Çalışma süresi iş yaşamında kural olarak SGK’ya işveren tarafından bildirilen süreler dikkate alınarak belirlenir. Bu yüzden pek çok Mahkeme, özellikle kıdem tazminatı gibi çalışma süresine göre belirlenen alacakların hesabında, işveren tarafından SGK’ya yapılan bildirimleri dikkate almakta, hizmet döküm cetvellerindeki süreleri göre hesaplama yapılmaktadır.
Aşağıdaki karar ise, işçinin çalışma süresini kanıtlaması için hizmet tespit davası açmak zorunda olmadığını, hiç kimsenin hizmet tespiti davası açmaya zorlanamayacağını, hizmet tespiti davasının sosyal güvenlik hakkını ilgilendirdiğini, bir kişinin işçi sayılması için mutlak surette SSK’lı çalışmasının gerekmeyeceğini, önemli olan unsurun çalışma süre ve günlerinin somut bilgiler ile ispatı olduğunu vurgulamaktadır. Bu yönlerle kararın önemli olduğunu düşünmekteyiz.

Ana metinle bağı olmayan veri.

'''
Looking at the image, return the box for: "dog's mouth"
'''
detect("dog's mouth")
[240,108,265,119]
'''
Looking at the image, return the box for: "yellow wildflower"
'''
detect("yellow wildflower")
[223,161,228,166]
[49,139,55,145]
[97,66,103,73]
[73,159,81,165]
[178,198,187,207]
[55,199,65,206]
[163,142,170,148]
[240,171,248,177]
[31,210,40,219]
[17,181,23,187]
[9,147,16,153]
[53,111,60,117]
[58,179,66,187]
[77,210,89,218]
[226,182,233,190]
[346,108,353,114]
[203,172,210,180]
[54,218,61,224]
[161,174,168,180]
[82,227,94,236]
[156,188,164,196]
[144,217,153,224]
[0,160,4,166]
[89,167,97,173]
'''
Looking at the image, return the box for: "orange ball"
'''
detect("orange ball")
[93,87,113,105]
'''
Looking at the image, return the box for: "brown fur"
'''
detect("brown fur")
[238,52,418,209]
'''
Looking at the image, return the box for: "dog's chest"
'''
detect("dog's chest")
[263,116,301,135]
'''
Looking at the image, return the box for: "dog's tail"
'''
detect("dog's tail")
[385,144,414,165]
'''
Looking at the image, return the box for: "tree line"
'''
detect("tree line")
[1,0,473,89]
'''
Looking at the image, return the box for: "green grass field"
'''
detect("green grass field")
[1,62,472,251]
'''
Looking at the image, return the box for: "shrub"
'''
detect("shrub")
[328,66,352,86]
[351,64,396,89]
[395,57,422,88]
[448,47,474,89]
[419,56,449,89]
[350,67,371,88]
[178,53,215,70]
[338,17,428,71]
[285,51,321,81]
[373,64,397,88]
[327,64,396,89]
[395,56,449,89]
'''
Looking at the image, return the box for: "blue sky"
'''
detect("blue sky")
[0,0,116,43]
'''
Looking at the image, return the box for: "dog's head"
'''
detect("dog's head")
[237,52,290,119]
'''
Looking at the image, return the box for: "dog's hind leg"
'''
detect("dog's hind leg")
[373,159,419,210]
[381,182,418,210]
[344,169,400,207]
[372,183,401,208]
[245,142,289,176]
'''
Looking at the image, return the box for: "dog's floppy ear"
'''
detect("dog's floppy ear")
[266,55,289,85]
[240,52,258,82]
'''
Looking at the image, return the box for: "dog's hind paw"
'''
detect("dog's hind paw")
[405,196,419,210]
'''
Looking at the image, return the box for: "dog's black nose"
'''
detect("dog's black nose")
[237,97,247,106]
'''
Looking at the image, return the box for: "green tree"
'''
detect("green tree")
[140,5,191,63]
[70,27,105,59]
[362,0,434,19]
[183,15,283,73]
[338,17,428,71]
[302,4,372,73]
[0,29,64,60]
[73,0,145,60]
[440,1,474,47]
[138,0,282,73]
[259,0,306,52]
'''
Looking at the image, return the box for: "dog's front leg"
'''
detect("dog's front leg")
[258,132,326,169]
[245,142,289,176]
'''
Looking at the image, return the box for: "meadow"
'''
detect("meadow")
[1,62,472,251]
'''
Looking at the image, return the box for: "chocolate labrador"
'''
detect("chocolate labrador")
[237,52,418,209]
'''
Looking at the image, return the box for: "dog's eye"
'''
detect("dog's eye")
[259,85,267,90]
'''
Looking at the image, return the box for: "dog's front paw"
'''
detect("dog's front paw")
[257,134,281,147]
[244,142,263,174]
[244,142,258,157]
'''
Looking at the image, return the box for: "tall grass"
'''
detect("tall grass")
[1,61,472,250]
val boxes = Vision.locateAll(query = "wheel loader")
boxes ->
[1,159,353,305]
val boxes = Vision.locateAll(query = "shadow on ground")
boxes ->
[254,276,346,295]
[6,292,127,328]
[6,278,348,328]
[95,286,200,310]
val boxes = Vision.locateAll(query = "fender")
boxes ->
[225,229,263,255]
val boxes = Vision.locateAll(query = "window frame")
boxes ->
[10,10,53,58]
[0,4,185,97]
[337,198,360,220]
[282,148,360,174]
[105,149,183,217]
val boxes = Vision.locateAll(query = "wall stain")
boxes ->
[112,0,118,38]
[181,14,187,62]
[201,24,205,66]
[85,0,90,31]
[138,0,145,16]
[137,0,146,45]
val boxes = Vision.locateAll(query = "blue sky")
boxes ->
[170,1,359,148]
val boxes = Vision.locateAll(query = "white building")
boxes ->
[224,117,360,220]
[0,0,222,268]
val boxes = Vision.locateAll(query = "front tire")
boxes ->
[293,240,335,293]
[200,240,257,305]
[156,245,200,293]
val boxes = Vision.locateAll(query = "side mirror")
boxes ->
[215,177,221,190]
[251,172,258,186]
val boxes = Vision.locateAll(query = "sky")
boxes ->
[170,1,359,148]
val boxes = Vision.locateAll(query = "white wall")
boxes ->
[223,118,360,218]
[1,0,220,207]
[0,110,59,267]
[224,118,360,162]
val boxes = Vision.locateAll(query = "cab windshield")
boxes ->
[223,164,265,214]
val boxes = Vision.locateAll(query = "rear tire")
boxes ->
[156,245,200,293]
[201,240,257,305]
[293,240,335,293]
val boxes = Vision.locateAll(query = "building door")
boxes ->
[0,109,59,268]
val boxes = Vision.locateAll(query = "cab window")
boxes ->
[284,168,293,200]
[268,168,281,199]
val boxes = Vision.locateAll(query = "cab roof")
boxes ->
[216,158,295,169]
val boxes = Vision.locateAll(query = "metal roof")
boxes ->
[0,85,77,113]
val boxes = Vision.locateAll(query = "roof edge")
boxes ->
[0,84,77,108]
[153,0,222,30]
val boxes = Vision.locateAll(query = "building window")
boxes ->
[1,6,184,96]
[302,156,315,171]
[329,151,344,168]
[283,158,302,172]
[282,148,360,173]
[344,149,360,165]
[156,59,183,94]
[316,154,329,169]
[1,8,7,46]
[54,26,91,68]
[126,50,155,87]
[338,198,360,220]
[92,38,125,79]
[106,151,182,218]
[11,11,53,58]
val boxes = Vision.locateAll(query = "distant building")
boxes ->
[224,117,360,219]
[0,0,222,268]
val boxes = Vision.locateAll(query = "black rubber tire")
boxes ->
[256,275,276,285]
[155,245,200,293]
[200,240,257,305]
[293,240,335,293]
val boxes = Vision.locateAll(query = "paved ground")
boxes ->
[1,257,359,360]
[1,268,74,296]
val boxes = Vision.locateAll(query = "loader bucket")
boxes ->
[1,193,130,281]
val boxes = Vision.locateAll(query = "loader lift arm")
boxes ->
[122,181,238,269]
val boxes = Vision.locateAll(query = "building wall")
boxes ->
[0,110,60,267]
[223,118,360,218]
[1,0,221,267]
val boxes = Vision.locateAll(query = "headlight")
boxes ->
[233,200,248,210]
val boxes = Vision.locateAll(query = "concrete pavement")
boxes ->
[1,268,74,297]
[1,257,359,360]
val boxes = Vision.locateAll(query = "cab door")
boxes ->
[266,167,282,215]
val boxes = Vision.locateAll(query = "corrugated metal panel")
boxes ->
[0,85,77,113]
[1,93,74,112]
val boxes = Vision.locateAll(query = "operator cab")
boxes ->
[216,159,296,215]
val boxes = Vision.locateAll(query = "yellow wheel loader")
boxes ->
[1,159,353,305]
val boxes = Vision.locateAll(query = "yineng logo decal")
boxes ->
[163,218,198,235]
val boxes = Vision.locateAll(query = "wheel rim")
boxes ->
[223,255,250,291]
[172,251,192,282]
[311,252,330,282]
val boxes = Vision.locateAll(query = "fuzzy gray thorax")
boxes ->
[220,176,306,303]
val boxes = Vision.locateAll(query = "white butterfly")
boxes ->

7. Hukuk Dairesi 2014/9313 E. , 2014/20041 K.
“İçtihat Metni”
Mahkemesi : Adana 4. İş Mahkemesi
Tarihi : 01/04/2014
Numarası : 2011/369-2014/223
Taraflar arasında görülen dava sonucunda verilen hükmün, Yargıtay’ca incelenmesi davacı tarafından istenilmekle, temyiz isteğinin süresinde olduğu anlaşılmakla, dosya incelendi, gereği görüşüldü:
Davacı vekili, müvekkilinin davalıya ait kuaför salonunda 01/06/2009-07/03/2011 tarihleri arasında çalıştığını, iş sözleşmesinin haksız feshedildiğini iddia ederek kıdem ve ihbar tazminatı ile yıllık izin, hafta tatili, ulusal bayram genel tatil ve fazla çalışma alacaklarının tahsilini talep etmiştir.
Davalı davacının müvekkili nezdinde çalışması bulunmadığını, müvekkilinin 2010 yılı başında vergi levhası aldığını, davacının başka bir kuaför salonunda çalışması olduğunu, davacının arkadaşı ve müvekkilinin çalışanı olan Kazım Aslan’ın ricası ile ara ara toplamda 2 ay olmak üzere müvekkili işyerinde staj yaptığını, haksız menfaat sağlamak için iş bu davayı açtığını belirterek, davanın reddine karar verilmesini istemiştir.
Mahkemece davacının çalışmasının sigortasız olduğu, öncelikle çalışmanın varlığının kanıtlanması için hizmet tespiti davası açılması, hizmetin varlığı kanıtlandıktan sonra alacaklar yönünden araştırma yapılması gerektiği, davacı tarafa hizmet tespit davası açması yönünden süre verilmesine rağmen dava açmadığı, dava ispatlanamamış olmakla davanın reddine karar verilmiştir.
Davacı işçi alacaklarının tahsili davası açmıştır. Hiç kimse hizmet tespiti davası açmaya zorlanamaz. Hizmet tespiti davası sosyal güvenlik hakkını ilgilendirir. Bir kişinin işçi sayılması için mutlak surette SSK’lı çalışması gerekmez. Kaldı ki, davacı tanıklarının davacının davalı yanında çalıştığı süre ile çalışma gün ve saatlerine ilişkin somut bilgiler verdikleri görülmektedir. Bu nedenlerle açılan davanın toplanan delillere göre esastan değerlendirilmesi gerekirken, yerinde olmayan gerekçeyle reddi hatalı olup bozma nedenidir.
SONUÇ: Temyiz olunan kararın, yukarıda yazılı nedenle BOZULMASINA, peşin alınan temyiz harcının istek halinde davacıya iadesine, 03.11.2014 gününde oybirliğiyle karar verildi.